The C layer of the FCL runtime implements a Tcl veneer on top of the basic object manipulation calls in the Exodus library. For the most part, the implementation of this layer should be transparent to the higher levels of the FCL implementation. I have tried to keep the interface between Tcl and the C layer as "thin" as possible so that it is easy to implement replacements for it. We have already implemented a version of this layer that keeps all of its object in memory and does not talk to Exodus at all. This is useful for local debugging, and working when the server is broken.

Exodus objects are referenced in FCL through "handles", which are based on the OID of the object. For the sake of clarity, throughout this document, we will call the physical OID an object reference and its user-level form an object handle.

Object handles are actually Tcl commands. The name of each command at the interpreter level depends on the OID of the object in the database. Each commands calls the same dispatch routine which is written in C. The dispatch routine handles a couple of low level built-in methods and passes control off to the main method dispatcher which is written in Tcl. Note that this structure implies that before an object can be used to call methods, its handle must be registered as a command with the interpreter.

The C layer defines the following new commands:

persist <command>

Low level operations in the Exodus client The following sub-commands are available here:

init <filename>- Initializes the database. In addition, it opens the Exodus file called filename if it exists. The available files are stored in the Exodus volume's root table. See the Exodus documentation for how this works.

deref - "Dereferences" object handles. Object handles are encoded OIDs. This command decodes the OID and registers a command for the object so it will be possible to use the handle to dispatch methods.

getroot - Returns the first object in the currently open file.

new <value> - Create a new object the current file on the current volume.

table - Create a new index file on the current volume. Unused.

open, commit, abort - low level transaction control. Unused.

Note: The FCL runtime allows for one open volume and one open file. The user-level initialization of the runtime system manages this automatically, so users should never use the persist command at all.

trans, abort

Transaction control commands. trans opens a transaction block. abort explicitly aborts transactions.

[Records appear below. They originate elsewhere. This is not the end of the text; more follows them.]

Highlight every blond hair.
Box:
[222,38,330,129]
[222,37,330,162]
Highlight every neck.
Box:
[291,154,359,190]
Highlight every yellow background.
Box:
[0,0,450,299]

<objectHandle> <method> <args>

Dispatch a method call on the object named by the command. See the user's manual for how this works.

<tableHandle> <command>

Commands for manipulating index files. These are not used. The dispatch works just like the dispatch for objects described above.

4.1 Basic Data Structures

The C layers uses two primitive data structures, one for representing object references and one for representing object values. An object reference is used only at runtime and is never stored to disk, although a machine-readable encoding might be. It is just a record holding the Exodus OID and also a field to hold a pointer to the in-memory copy of the object if it is currently in the Exodus buffer pool.

An object value is the data that is actually stored to disk in a transaction. It contains information about the object's size, reference count, and the actual data in the object. Values are stored as variable sized records with a fixed header and a variable sized data field. In C, this is implemented this way:

struct varRecord {
  HEADER header;
  char data[0];
}

Here, the data field is just a dummy to mark the beginning of the data block. When we create a value, we allocate enough space to contain both the header and the object's data and then use the dereference through the data field to fetch the object's data string.(3) We store objects like this to avoid using an extra level of indirection to get to the object data. This could be expensive, since it would be at the database level.

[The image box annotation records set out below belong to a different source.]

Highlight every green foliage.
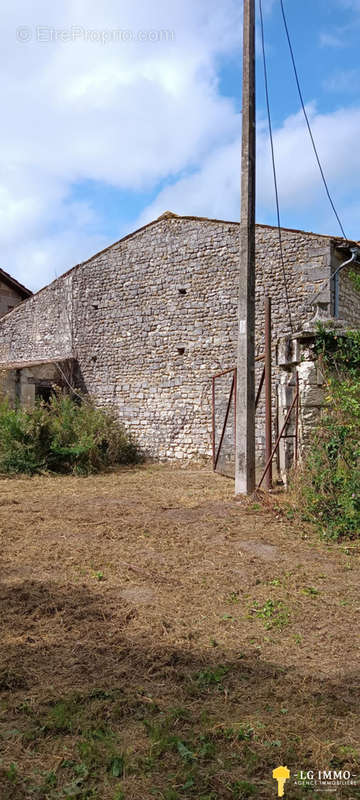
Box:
[299,327,360,539]
[0,392,139,475]
[252,599,289,630]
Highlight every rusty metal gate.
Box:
[212,367,237,478]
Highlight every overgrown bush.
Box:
[0,392,140,475]
[298,328,360,539]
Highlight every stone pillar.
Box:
[277,313,349,485]
[19,368,35,408]
[277,330,324,485]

This design allows us to store an arbitrary simple Tcl value in the database as a string. Therefore, all encodings of persistent application data structures in Tcl code must be based on strings. This is generally the case anyway, but having hooks to Tcl tables would be nice.

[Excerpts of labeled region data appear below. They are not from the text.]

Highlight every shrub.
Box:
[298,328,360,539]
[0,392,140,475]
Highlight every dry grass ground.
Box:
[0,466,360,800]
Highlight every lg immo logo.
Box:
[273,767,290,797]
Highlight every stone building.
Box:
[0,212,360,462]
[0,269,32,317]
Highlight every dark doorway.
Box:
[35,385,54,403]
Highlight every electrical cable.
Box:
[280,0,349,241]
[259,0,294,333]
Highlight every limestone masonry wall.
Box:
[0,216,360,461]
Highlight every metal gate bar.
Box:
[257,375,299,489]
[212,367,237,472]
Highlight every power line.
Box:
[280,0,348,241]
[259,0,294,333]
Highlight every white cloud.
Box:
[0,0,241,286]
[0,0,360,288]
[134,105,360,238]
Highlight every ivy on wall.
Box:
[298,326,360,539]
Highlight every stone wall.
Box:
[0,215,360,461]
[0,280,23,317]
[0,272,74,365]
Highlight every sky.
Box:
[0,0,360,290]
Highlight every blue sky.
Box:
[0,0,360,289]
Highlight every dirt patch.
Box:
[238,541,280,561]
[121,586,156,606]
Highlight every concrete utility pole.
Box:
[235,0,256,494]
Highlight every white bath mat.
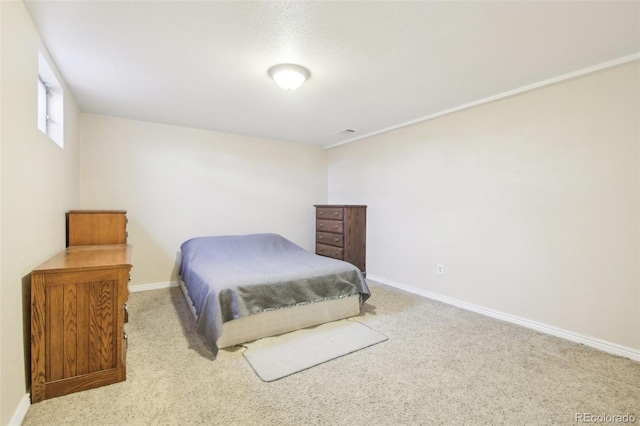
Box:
[242,319,387,382]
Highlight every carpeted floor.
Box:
[23,282,640,426]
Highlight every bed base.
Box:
[180,281,360,349]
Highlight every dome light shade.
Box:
[269,64,310,90]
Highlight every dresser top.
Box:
[33,244,133,272]
[68,210,127,214]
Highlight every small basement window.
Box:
[38,52,64,148]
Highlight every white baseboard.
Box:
[129,281,180,293]
[367,274,640,361]
[9,393,31,426]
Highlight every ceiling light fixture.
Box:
[269,64,311,90]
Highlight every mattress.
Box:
[180,281,361,349]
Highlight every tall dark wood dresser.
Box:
[31,211,132,403]
[315,204,367,276]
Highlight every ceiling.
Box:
[25,0,640,147]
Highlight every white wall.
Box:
[0,1,80,425]
[80,114,327,285]
[328,61,640,350]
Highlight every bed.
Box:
[179,234,370,354]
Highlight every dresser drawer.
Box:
[316,244,344,260]
[316,207,344,220]
[316,232,344,247]
[316,219,344,234]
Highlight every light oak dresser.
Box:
[315,204,367,276]
[31,211,133,403]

Note: It should be possible to set up a transparent hook between Tcl arrays and an Exodus index file using Tcl calls that allow us to watch for all side effects to a variable. Index files and arrays go together naturally.

4.2 Creating and Using Persistent Objects

The persist new command creates a new object on disk with a given value. You say:

set foo [ persist new "some value" ].

The result of persist new is the object handle, which we put into a variable for later reference. To access this handle across sessions, it must be stored in the database somewhere. A side effect of this operation is that the object handle is registered as a command. In addition, a reference record containing the new object's OID is registered with this new command in the clientData portion of the Tcl command record.(4) Tcl specifies that whenever the new command is called, this data will be passed to the object dispatch routine so it knows what object to operate on.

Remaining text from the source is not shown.